Today definitely did not go as planned, but I am trying to regroup and move forward. After a somewhat raucous night of drinking with Jessica until 3 AM that culminated with yours truly relieving herself in a public park in Piccadilly Square, the morning came on like a cruel blow to the head. I am not as young as I used to be and I really ought to learn to remember that. We enjoyed the companionship of a 33 year-old German dude and two 18 year-olds in a band from Belgium. The five of us ended up at a lame club that Jessica said reminded her of the opening scene in Blade, minus all the vampires, but with an equally urgent smell of death. We hung out with these guys for four hours and do not recall their names whatsoever. We were wrecks.

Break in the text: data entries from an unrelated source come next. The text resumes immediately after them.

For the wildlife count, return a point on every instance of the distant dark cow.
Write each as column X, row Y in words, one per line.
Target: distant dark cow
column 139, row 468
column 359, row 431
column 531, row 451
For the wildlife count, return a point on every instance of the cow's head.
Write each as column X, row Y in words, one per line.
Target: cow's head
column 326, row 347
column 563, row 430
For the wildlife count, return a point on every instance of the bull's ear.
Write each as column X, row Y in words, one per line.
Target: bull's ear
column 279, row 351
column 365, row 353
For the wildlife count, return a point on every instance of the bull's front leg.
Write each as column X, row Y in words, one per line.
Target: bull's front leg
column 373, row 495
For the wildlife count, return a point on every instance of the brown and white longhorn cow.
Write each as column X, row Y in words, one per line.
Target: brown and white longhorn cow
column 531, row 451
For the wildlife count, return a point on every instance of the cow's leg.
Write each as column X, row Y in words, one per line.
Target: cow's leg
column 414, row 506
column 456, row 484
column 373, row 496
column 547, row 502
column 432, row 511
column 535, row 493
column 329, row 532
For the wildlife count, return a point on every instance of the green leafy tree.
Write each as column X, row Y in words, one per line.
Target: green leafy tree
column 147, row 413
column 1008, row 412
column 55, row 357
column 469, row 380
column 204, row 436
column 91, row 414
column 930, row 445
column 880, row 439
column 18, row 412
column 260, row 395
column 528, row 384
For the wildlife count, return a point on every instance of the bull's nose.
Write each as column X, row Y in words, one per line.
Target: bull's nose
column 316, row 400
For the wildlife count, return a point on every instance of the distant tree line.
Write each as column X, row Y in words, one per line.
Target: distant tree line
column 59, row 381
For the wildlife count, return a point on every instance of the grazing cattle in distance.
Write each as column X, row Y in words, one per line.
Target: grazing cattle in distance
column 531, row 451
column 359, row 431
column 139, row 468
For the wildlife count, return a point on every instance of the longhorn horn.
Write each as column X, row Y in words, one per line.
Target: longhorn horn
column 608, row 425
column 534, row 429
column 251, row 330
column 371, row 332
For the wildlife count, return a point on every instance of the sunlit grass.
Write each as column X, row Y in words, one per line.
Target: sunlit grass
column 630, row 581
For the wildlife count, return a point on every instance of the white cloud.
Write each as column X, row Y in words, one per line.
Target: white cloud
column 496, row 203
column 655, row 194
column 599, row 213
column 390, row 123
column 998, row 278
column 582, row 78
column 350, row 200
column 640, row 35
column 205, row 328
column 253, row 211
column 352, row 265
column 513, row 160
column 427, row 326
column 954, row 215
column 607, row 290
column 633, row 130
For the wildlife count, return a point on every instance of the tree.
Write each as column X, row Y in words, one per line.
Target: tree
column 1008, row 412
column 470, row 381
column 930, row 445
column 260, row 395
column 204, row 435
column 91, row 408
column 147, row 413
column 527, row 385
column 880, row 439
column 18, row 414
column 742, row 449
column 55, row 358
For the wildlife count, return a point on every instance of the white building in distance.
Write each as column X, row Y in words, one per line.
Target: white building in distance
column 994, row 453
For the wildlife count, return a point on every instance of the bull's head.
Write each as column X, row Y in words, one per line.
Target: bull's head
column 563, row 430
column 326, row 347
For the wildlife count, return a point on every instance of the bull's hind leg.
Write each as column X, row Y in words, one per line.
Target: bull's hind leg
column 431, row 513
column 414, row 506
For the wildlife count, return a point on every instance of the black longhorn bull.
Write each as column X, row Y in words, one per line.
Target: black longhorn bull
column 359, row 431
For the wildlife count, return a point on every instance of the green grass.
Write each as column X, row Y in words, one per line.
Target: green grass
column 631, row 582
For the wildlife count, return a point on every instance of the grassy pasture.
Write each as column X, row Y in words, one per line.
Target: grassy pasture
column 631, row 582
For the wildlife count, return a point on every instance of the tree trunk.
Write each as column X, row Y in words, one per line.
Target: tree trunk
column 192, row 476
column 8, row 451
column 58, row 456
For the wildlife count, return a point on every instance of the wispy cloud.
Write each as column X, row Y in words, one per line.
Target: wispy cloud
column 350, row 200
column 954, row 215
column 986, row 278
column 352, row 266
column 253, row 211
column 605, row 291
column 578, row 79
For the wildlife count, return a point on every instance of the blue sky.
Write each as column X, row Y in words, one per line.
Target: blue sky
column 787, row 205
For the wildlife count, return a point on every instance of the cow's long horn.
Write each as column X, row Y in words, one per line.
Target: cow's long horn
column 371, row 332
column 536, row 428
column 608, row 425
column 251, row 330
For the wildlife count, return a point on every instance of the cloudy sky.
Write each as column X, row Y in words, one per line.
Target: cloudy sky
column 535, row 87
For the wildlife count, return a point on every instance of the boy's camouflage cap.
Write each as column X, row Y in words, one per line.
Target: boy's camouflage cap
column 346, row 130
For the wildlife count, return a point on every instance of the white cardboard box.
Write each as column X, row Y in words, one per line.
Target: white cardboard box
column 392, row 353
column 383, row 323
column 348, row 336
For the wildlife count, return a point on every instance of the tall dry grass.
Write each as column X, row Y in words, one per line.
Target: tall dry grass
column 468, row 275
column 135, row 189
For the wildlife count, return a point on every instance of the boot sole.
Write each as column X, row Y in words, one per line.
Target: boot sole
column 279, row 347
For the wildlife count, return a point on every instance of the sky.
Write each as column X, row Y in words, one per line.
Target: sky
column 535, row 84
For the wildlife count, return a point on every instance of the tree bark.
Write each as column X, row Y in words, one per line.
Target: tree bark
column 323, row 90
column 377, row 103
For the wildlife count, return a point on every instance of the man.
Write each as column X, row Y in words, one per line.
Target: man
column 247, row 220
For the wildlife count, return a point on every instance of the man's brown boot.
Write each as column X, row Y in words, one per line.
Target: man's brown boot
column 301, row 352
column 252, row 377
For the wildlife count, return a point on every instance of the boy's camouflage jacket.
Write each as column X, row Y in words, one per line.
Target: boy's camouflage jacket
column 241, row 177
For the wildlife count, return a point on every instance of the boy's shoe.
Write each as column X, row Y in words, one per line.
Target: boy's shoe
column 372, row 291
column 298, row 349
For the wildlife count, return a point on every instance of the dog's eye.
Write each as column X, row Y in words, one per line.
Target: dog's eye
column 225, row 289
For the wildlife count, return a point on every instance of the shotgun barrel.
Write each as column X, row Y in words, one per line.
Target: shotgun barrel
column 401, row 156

Jessica managed to hoist herself up at about 9:30, but I lay in a painful semi-coma until around 10:45. The problem is that we were due to get to Buckingham Palace to see the changing of the guard, by 11:00 AM. This is done only every other day in August, and since I fly home on Thursday, I have missed my shot this time around. Seriously a pity, but all my own fault.

We dragged our dehydrated and exhausted carcasses to a nearby restaurant for a meal of fish and chips and then went to pick up the Big Bus Tour in front of Victoria Station. After a long wait, we boarded the bus. I wanted to see at least the Tower of London, Westminster Abbey and Buckingham Palace. These were quite a few stops away, so we settled into our seats snugly to listen to the audio tour of places we passed. The problem is that the big Bus Tour Company does not have their act together. First we were told there would be a two hour wait to get into the Tower of London, so that was scratched. The employees are rude and disorganized. It seemed every stop we reached, we were asked to disembark and switch buses so our current driver could go on break. Then there was the pouring rain and the bad traffic. These constant interruptions in our sightseeing momentum finlly took their toll on our weary bodies, and right in front of Madame Tussaud’s Wax Museum, we both fell into a post-lunch salt coma that lasted at least 30 minutes.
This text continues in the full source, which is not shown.